Today I’ll be recapping the Google Office Hours with Google’s John Mueller from January 14, 2022. As always, I’ll provide a synopsis of the question and answer, my opinion, and a link to the question in the video. The video ran an hour, I’ll try to summarize this for you in about ten minutes.
David asks:
An over 1500 line robots.txt file which refers to HTML fragments and AJAX calls.
Are there any negative SEO effects with a large robots.txt file?
There aren’t any direct negative SEO effects, but John cautioned that a large file like that may be harder to maintain and could cause issues that you didn’t realize.
So, size matters I guess but more about how you use it.
If we don’t include the sitemap in the robots.txt, is there any negative SEO implications?
No.

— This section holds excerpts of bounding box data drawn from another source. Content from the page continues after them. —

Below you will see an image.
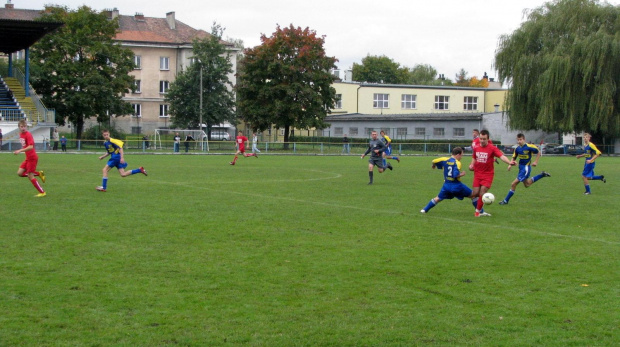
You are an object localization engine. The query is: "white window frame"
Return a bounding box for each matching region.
[372,93,390,109]
[159,57,170,70]
[334,94,342,109]
[435,95,450,110]
[463,96,478,111]
[159,104,170,118]
[159,81,170,94]
[400,94,418,110]
[133,80,142,94]
[131,104,142,118]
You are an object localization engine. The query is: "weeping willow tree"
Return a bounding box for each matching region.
[495,0,620,137]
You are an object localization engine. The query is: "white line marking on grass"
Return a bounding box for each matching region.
[149,177,620,245]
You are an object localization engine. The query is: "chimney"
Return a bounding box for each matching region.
[166,12,177,30]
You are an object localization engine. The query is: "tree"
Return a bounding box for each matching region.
[237,24,336,143]
[495,0,620,136]
[166,23,235,136]
[31,6,134,139]
[352,55,410,84]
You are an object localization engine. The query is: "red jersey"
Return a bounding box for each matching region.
[237,136,248,152]
[471,137,493,150]
[19,131,39,160]
[472,143,504,176]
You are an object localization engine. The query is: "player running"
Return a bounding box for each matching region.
[361,130,392,184]
[13,119,47,198]
[97,129,147,192]
[420,147,474,213]
[577,133,607,195]
[229,131,258,165]
[469,130,511,217]
[381,130,400,170]
[499,134,551,205]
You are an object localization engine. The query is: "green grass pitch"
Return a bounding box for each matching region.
[0,153,620,346]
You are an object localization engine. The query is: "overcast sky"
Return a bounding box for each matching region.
[21,0,620,80]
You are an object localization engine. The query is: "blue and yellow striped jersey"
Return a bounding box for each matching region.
[433,157,461,182]
[512,143,539,165]
[103,138,124,159]
[583,142,601,160]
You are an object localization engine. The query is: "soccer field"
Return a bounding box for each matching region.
[0,152,620,346]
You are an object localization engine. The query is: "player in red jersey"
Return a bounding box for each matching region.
[469,130,515,217]
[229,131,258,165]
[13,119,46,198]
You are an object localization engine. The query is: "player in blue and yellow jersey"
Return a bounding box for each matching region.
[420,147,484,213]
[577,133,607,195]
[499,134,551,205]
[97,130,147,192]
[381,130,400,166]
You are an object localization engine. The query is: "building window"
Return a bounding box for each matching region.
[159,104,170,117]
[463,96,478,111]
[372,93,390,108]
[334,94,342,109]
[400,94,417,110]
[159,81,170,94]
[131,104,142,118]
[159,57,170,70]
[435,95,450,110]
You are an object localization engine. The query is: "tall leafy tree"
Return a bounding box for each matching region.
[352,55,410,84]
[166,23,235,136]
[237,24,336,142]
[495,0,620,136]
[31,6,134,138]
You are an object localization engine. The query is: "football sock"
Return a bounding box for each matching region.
[30,178,44,193]
[424,199,437,212]
[476,199,484,212]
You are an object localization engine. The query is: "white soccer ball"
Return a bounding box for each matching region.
[482,193,495,205]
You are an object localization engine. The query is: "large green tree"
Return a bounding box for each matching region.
[237,24,336,142]
[31,6,134,138]
[166,24,235,136]
[495,0,620,136]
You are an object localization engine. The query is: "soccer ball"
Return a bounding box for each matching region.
[482,193,495,205]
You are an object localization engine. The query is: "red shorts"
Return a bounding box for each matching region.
[19,159,39,174]
[472,174,493,188]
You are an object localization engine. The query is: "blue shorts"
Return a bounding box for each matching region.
[581,162,596,178]
[108,158,127,169]
[437,182,471,200]
[517,165,532,182]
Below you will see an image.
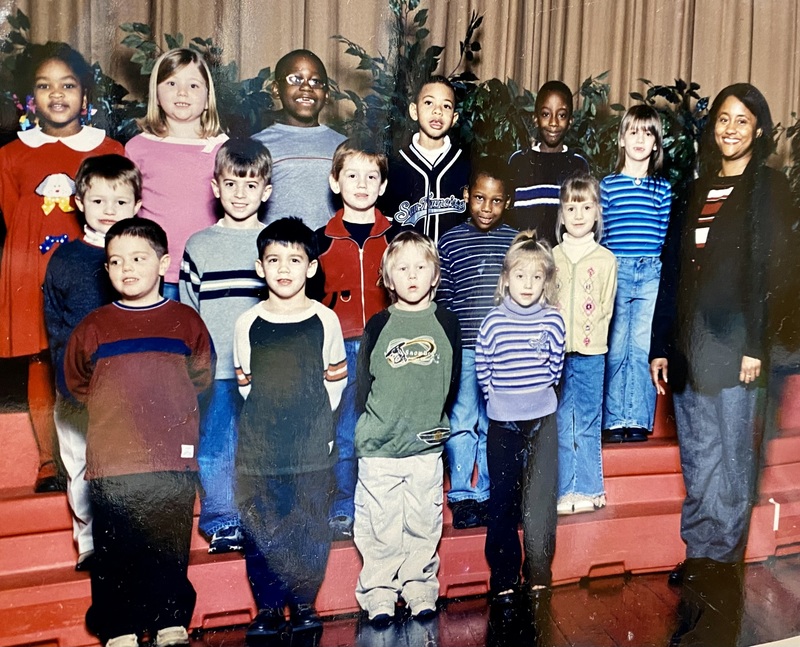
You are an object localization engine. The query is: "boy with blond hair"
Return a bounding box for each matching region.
[315,139,393,539]
[353,231,461,626]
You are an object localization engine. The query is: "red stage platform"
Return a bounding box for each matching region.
[0,378,800,647]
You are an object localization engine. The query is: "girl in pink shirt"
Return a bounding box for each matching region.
[125,48,228,301]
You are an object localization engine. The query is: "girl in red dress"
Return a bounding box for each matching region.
[0,43,123,492]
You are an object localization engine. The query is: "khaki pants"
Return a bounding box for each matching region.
[353,454,443,617]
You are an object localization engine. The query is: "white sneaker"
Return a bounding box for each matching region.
[106,634,139,647]
[156,627,189,647]
[556,492,575,515]
[572,494,594,514]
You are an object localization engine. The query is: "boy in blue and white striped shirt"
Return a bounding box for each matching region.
[436,160,517,528]
[179,139,272,553]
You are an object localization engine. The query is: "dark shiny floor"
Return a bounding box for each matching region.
[192,555,800,647]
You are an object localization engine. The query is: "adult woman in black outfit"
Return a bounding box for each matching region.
[650,83,791,583]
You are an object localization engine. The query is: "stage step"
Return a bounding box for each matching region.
[0,380,800,647]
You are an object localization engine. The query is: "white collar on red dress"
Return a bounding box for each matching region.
[17,126,106,153]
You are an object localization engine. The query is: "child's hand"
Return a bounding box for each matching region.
[739,355,761,384]
[650,357,669,395]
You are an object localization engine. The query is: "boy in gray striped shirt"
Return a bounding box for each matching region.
[436,159,517,529]
[179,139,272,553]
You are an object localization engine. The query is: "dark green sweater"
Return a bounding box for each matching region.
[356,303,461,458]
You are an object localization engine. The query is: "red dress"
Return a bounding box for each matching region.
[0,126,123,357]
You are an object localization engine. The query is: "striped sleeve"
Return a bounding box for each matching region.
[318,304,348,411]
[178,246,201,312]
[546,308,567,384]
[233,306,260,399]
[475,310,495,396]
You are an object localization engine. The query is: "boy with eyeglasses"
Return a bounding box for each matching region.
[253,49,345,230]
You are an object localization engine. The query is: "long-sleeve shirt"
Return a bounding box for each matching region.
[508,144,589,247]
[179,223,266,380]
[234,301,347,476]
[42,240,116,396]
[553,239,617,355]
[600,173,672,258]
[436,222,517,349]
[64,299,214,479]
[475,297,566,421]
[253,124,346,230]
[125,133,228,283]
[356,303,461,458]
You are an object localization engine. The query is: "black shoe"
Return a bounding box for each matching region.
[622,429,647,443]
[289,604,322,634]
[667,562,686,586]
[490,590,517,609]
[75,552,94,573]
[603,427,625,444]
[244,609,289,645]
[33,476,67,494]
[450,499,483,530]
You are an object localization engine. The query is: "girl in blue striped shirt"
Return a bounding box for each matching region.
[600,105,672,442]
[475,231,566,607]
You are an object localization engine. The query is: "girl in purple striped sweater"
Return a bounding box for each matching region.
[475,231,566,607]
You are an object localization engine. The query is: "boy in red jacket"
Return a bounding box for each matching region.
[316,139,392,540]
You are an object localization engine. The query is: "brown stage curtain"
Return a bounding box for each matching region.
[6,0,800,140]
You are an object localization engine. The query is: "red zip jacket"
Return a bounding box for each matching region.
[317,209,392,339]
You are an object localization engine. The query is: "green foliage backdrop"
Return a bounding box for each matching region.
[0,0,800,203]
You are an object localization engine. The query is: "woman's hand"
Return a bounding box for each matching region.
[650,357,669,395]
[740,355,761,384]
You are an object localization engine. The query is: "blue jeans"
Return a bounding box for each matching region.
[603,256,661,431]
[330,339,361,523]
[556,353,606,497]
[197,379,244,537]
[674,384,761,562]
[445,349,489,503]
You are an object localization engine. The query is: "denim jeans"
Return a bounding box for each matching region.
[674,384,763,562]
[556,353,606,497]
[330,339,361,522]
[197,380,244,537]
[603,256,661,431]
[445,349,489,503]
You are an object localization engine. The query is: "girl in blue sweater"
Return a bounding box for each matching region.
[600,105,672,443]
[475,231,566,606]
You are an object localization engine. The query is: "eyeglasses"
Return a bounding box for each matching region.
[286,74,328,90]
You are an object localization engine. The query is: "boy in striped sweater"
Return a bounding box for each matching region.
[179,139,272,553]
[436,160,517,529]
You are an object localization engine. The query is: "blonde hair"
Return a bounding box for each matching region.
[379,229,441,303]
[138,47,222,138]
[494,229,556,306]
[614,104,664,177]
[556,173,603,243]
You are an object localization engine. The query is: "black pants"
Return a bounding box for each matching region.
[236,470,334,609]
[485,414,558,593]
[86,472,197,643]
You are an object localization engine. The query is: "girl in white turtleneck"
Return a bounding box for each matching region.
[553,175,617,514]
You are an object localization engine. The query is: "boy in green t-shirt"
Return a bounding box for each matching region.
[353,231,461,626]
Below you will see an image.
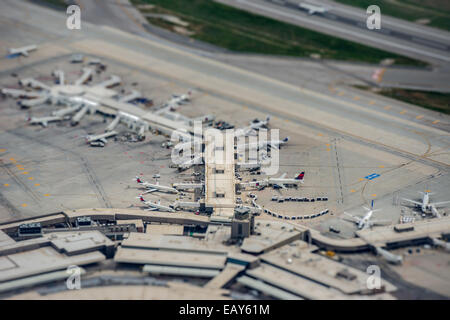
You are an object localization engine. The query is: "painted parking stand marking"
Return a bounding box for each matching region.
[364,173,380,180]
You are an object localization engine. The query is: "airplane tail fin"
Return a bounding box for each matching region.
[295,171,305,180]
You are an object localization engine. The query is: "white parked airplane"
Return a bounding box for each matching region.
[137,194,175,212]
[235,137,289,151]
[133,176,178,194]
[403,191,450,218]
[298,2,328,15]
[8,44,37,57]
[2,88,43,98]
[344,206,391,230]
[155,90,192,115]
[27,116,63,127]
[234,116,270,137]
[86,131,117,144]
[268,171,305,189]
[178,155,203,170]
[173,182,205,190]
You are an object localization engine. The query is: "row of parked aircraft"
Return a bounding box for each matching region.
[402,191,450,218]
[344,191,450,229]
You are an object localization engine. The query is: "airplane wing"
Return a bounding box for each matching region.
[369,220,392,226]
[402,198,422,206]
[433,201,450,207]
[344,211,361,222]
[431,204,441,218]
[143,188,158,194]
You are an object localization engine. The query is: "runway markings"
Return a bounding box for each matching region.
[364,173,380,180]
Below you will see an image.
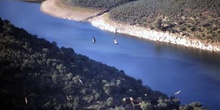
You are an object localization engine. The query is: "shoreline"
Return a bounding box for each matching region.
[41,0,220,52]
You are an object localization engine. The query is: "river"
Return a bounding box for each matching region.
[0,1,220,110]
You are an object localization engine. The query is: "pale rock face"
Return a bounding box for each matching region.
[90,14,220,52]
[41,0,220,52]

Any way of submitting a sitemap is equivalent to Google.
The next question gets into the main part of the issue, how does Google handle non user relevant HTML fragments, and AJAX calls. Do they get into the index?
John had a good response and it’s what I think works best, test it out. Allow a portion to get crawled and see how Google reacts to it, what content is now being shown and does that even matter. The amount of time spent in keeping Google from seeing these small things may not even matter.
Is there any guideline to the robots.txt file as far as file size. That would be a no. Here are some resources, it’s super easy to disallow the wrong one, and honestly, it’s way easier to get in trouble with a robots.txt file than you’d think. If you are technically inclined, the open source code of the robots parser is on GitHub – linked in show notes.
https://developers.google.com/search/docs/advanced/robots/intro
https://github.com/google/robotstxt
Heading Text: How important is it to use hierarchical vs just however you want. Does size matter? He looked at Google’s own blogs and how they’re structured.
“Do not assume just because Google does it that it’s the best way to do it.”
We use headings to understand the context of individual pieces of content. It can help if you have a hierarchy on the page. Usability and accessibility are also key reasons to use them.
I’ve found that using a single H1, and then multiple nested H2s and H3s really help make the page work well. With the passage update, I’ve found that my sites do well for a lot of those H2s and 3’s.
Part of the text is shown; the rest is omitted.